« J’ai l’âge de votre père, je suis breton, comme lui et je suis moi aussi viscéralement attaché au monde agricole. » Dans une tribune publiée dans le Huffington Post le 28 novembre 2016, Stéphane Le Foll, ministre de l’Agriculture, répond à Manon, fille d’agriculteur. Cette jeune bretonne de 16 ans avait publié début novembre une lettre intitulée « mon père, ce héros », qui a fait le buzz sur les réseaux sociaux.

« Que va devenir mon père, quand il n’y aura plus que des fermes de 1 000 vaches, des usines de poudre à lait, ou encore des steaks totalement chimiques ? » se demandait la jeune fille dans sa lettre.

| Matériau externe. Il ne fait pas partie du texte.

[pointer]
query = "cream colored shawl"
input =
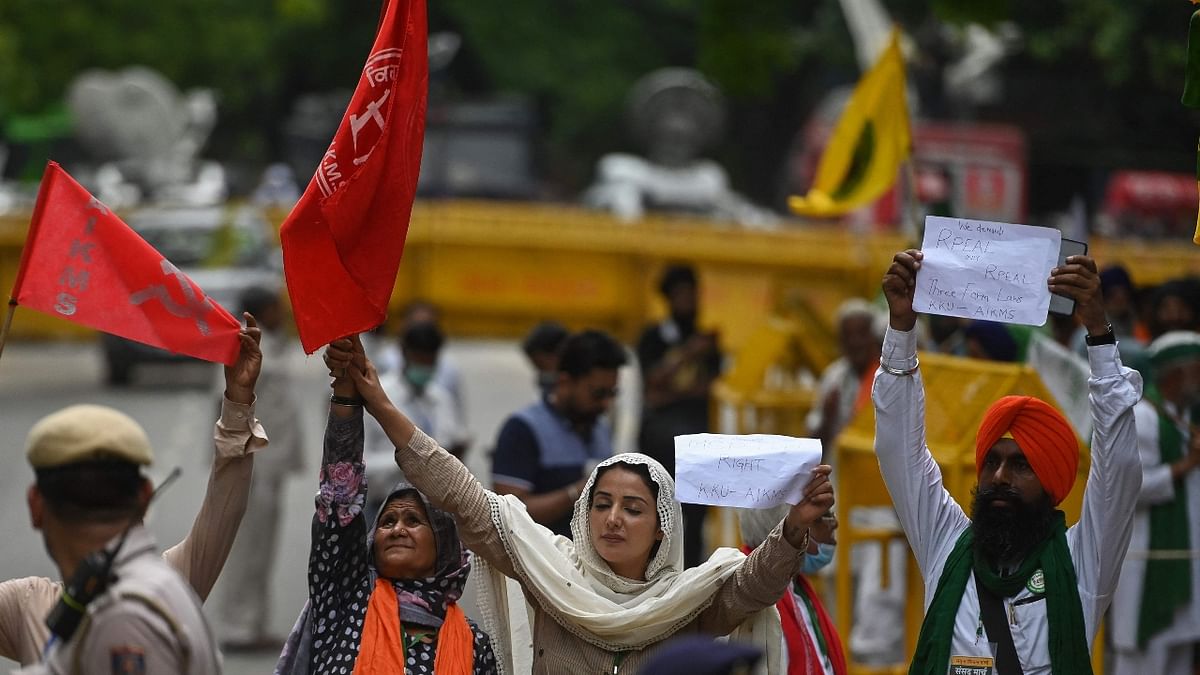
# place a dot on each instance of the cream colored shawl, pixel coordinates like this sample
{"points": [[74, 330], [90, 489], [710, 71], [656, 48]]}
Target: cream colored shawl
{"points": [[575, 586]]}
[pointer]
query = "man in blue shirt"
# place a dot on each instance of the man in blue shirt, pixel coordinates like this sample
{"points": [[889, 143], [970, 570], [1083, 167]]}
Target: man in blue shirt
{"points": [[545, 451]]}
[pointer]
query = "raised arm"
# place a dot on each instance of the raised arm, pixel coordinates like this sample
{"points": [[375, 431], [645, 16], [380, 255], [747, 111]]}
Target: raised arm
{"points": [[763, 578], [339, 555], [930, 518], [237, 436], [438, 475], [1098, 542]]}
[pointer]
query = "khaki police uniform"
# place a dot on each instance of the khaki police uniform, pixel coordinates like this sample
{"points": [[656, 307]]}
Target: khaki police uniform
{"points": [[149, 620]]}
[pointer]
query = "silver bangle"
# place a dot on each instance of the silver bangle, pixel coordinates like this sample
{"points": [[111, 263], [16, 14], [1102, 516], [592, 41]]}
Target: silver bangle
{"points": [[898, 372]]}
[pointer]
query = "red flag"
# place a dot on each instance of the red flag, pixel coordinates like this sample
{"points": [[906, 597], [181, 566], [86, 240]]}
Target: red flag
{"points": [[84, 264], [343, 239]]}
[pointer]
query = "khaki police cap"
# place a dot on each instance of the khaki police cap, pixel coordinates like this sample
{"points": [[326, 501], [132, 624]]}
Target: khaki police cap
{"points": [[87, 432]]}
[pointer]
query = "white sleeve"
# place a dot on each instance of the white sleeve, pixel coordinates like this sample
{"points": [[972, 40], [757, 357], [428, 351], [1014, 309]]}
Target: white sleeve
{"points": [[1157, 485], [930, 518], [1099, 539]]}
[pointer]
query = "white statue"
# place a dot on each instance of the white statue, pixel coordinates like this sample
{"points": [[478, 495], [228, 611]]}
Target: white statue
{"points": [[676, 114]]}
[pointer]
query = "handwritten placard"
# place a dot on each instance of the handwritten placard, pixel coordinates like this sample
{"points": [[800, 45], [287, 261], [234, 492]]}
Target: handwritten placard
{"points": [[755, 471], [987, 270]]}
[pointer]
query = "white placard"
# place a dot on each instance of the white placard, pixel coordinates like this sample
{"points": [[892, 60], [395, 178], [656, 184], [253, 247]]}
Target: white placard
{"points": [[987, 270], [755, 471]]}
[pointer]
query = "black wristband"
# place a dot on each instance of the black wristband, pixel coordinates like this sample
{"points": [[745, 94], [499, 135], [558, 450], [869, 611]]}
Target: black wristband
{"points": [[1107, 338]]}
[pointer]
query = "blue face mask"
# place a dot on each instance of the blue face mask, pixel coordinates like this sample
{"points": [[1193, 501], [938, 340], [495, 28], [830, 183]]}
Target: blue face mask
{"points": [[814, 562]]}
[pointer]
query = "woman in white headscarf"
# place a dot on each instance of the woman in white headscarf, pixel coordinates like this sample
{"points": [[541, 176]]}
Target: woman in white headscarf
{"points": [[597, 604]]}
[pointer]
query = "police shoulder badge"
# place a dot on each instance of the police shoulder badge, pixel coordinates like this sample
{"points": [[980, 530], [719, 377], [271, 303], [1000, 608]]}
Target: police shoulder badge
{"points": [[127, 661]]}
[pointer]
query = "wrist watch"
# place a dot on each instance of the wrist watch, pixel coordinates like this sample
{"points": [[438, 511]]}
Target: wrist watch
{"points": [[1107, 338]]}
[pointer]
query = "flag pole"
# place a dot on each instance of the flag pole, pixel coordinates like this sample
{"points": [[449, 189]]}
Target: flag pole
{"points": [[913, 230], [7, 323]]}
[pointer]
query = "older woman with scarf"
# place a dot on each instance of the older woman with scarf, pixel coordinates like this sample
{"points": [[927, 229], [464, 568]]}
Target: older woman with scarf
{"points": [[598, 603], [381, 599]]}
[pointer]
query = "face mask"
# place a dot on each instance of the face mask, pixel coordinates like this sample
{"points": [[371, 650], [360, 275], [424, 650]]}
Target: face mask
{"points": [[814, 562], [419, 376]]}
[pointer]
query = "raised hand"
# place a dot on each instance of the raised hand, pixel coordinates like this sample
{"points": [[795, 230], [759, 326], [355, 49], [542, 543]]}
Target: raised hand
{"points": [[340, 358], [366, 381], [816, 502], [243, 375], [1079, 280], [899, 286]]}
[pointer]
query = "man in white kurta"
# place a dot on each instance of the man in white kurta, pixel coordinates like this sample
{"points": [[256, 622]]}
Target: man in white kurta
{"points": [[934, 521], [1168, 649]]}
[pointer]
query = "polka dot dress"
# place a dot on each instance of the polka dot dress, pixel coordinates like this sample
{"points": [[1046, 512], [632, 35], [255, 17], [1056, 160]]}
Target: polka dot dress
{"points": [[340, 577]]}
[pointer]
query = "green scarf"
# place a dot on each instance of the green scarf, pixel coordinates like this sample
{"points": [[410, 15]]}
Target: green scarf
{"points": [[1065, 614], [1168, 583]]}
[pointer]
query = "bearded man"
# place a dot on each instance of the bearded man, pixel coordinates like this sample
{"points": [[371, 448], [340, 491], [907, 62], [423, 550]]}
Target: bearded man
{"points": [[1012, 589]]}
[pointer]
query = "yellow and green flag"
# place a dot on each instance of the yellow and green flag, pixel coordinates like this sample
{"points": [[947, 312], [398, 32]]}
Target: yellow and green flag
{"points": [[1192, 89], [868, 145]]}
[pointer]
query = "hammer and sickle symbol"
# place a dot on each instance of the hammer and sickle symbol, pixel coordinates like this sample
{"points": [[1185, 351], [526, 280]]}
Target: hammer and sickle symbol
{"points": [[193, 308]]}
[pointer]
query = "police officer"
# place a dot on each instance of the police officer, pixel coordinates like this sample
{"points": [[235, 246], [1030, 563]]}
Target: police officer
{"points": [[90, 496]]}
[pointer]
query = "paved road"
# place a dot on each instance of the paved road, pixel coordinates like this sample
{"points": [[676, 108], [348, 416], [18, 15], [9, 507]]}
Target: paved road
{"points": [[177, 406]]}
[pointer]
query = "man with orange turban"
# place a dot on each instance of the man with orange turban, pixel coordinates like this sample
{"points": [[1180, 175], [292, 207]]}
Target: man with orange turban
{"points": [[1012, 589]]}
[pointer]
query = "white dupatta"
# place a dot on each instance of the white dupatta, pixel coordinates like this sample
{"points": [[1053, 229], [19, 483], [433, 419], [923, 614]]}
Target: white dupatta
{"points": [[575, 586]]}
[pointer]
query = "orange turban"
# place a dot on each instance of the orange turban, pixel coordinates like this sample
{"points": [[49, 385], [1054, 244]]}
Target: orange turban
{"points": [[1044, 436]]}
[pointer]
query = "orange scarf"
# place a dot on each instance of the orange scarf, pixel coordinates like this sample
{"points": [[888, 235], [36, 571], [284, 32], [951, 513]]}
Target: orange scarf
{"points": [[382, 649]]}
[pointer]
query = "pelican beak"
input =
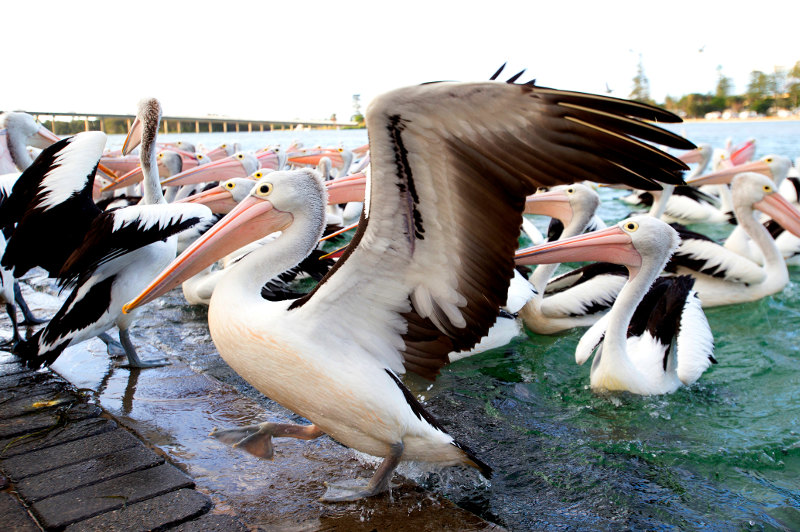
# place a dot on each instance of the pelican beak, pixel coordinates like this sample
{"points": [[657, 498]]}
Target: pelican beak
{"points": [[346, 189], [726, 175], [779, 209], [220, 170], [691, 156], [339, 232], [134, 137], [131, 178], [609, 245], [218, 152], [43, 138], [218, 199], [553, 203], [252, 219]]}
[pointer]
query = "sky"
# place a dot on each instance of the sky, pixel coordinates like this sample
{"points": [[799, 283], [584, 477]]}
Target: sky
{"points": [[306, 59]]}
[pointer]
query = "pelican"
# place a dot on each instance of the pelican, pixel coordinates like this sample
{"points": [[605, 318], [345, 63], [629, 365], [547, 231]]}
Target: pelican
{"points": [[653, 340], [725, 277], [116, 253], [429, 265], [17, 132], [577, 298]]}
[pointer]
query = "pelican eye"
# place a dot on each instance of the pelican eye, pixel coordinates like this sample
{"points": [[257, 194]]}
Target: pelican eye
{"points": [[630, 226]]}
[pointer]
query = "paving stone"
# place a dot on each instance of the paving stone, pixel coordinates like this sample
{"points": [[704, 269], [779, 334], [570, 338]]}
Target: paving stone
{"points": [[153, 514], [211, 523], [34, 463], [73, 506], [26, 378], [49, 419], [86, 473], [59, 435], [14, 516]]}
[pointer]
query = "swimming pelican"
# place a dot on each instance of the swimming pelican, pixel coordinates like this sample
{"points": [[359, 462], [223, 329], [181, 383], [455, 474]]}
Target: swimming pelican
{"points": [[725, 277], [656, 337], [427, 269], [117, 251], [577, 298]]}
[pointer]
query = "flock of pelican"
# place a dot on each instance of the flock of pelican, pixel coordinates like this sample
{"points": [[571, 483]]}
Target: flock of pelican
{"points": [[432, 273]]}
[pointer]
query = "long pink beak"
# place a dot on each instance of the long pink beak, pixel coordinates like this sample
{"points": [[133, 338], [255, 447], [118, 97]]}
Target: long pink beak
{"points": [[347, 189], [553, 203], [221, 170], [744, 153], [779, 209], [609, 245], [252, 219], [218, 199], [726, 175]]}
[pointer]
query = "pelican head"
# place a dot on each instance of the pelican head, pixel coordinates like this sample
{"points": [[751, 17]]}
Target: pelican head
{"points": [[272, 205]]}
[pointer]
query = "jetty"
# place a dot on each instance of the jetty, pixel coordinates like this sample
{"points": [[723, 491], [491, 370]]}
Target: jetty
{"points": [[69, 123]]}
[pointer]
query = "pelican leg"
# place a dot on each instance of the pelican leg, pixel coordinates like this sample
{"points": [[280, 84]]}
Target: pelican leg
{"points": [[113, 347], [11, 342], [29, 318], [380, 481], [257, 439], [133, 359]]}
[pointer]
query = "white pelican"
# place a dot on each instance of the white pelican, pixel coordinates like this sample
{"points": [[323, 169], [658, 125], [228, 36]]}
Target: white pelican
{"points": [[427, 269], [17, 132], [653, 340], [117, 251], [725, 277], [577, 298]]}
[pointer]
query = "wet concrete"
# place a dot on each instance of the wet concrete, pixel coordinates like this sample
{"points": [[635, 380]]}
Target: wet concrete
{"points": [[176, 406]]}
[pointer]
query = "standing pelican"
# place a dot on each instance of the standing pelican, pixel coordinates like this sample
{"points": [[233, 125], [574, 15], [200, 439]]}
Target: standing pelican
{"points": [[428, 267], [119, 250], [653, 340]]}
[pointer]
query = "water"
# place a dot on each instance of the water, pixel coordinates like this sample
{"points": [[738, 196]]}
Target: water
{"points": [[721, 454]]}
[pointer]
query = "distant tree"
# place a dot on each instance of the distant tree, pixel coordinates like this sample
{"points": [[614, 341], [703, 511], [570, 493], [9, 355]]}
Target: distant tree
{"points": [[793, 85], [760, 92], [357, 116], [641, 85]]}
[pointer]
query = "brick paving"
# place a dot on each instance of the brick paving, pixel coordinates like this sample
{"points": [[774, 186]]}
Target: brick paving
{"points": [[66, 465]]}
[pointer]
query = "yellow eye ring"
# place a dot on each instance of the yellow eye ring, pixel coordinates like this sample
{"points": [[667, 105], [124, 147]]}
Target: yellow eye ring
{"points": [[630, 226]]}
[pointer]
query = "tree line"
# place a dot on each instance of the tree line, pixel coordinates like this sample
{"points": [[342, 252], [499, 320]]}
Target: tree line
{"points": [[766, 94]]}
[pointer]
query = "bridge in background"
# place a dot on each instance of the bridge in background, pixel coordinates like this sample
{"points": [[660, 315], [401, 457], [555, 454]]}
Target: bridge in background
{"points": [[188, 124]]}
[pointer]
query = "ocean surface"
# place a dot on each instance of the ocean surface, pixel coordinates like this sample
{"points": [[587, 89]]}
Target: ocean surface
{"points": [[722, 454]]}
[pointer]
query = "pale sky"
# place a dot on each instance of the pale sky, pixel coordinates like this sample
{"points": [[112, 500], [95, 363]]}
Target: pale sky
{"points": [[306, 59]]}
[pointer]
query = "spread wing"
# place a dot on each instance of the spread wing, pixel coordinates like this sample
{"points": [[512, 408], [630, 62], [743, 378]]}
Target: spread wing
{"points": [[59, 180], [452, 164], [115, 233]]}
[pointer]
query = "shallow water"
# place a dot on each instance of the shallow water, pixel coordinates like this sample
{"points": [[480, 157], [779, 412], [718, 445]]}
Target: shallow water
{"points": [[722, 454]]}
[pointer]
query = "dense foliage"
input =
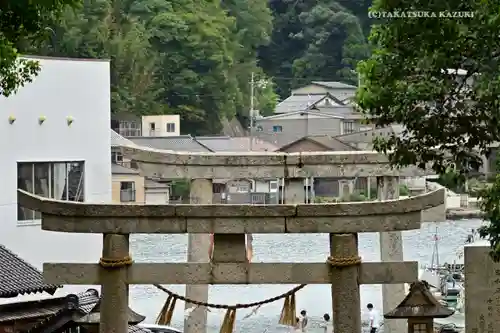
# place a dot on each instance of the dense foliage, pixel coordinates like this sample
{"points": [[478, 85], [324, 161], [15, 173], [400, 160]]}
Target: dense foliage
{"points": [[196, 58], [451, 119], [23, 21]]}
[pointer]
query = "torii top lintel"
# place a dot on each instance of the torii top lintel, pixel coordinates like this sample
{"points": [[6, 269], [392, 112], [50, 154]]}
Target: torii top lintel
{"points": [[374, 216], [175, 164]]}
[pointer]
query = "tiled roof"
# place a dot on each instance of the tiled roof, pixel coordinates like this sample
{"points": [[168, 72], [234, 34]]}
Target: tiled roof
{"points": [[117, 140], [18, 277], [177, 143], [94, 316], [121, 170], [137, 329], [230, 144], [334, 85], [298, 103], [48, 308]]}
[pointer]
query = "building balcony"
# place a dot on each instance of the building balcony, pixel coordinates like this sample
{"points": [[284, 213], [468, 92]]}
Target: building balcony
{"points": [[127, 196]]}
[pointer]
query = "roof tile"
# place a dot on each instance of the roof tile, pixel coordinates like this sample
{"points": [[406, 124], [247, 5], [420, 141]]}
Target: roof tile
{"points": [[18, 277]]}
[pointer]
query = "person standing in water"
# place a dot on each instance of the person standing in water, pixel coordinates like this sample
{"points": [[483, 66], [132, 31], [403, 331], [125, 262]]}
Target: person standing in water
{"points": [[374, 318], [303, 320], [326, 325]]}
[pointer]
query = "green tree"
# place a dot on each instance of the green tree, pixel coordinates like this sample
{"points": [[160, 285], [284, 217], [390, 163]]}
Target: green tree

Le ministre lui répond qu’il s’est battu pour rééquilibrer les aides Pac entre l’élevage et les grandes cultures. « Manon je dois vous dire aussi que l’agriculture, ce ne sont pas des petits contre des gros, des petites fermes familiales contre des modèles plus intensifs », déclare-t-il.

L’agroécologie, si chère au ministre, en réponse

« Que penser, quand nous entendons tous les jours, à la télévision ou à la radio, que le prix du lait ne cesse de baisser, passant sous la barre des 30 centimes au litre ? » s’inquiète Manon. Stéphane Le Foll lui explique que les prix ont baissé du fait d’un marché mondialisé. En réponse, il a, lui, promu une « agriculture différente » pour corriger ces effets pervers.

« Cela s’appelle l’agroécologie. Car produire autrement, c’est-à-dire avec moins d’engrais, de produits chimiques et en respectant mieux l’intelligence de la nature c’est aussi une manière d’être compétitif et de préserver le modèle agricole auquel vous êtes attachée », explique le ministre.

Après avoir rappelé qu’il s’est battu pour changer les règles d’étiquetages sur les produits français, le ministre veut « donner de l’espoir » à Manon. « Votre lettre est un très beau témoignage et tant que je serai là, je me battrai pour défendre une agriculture la plus proche de celle que vous appelez de vos rêves », conclut-il.

T.D.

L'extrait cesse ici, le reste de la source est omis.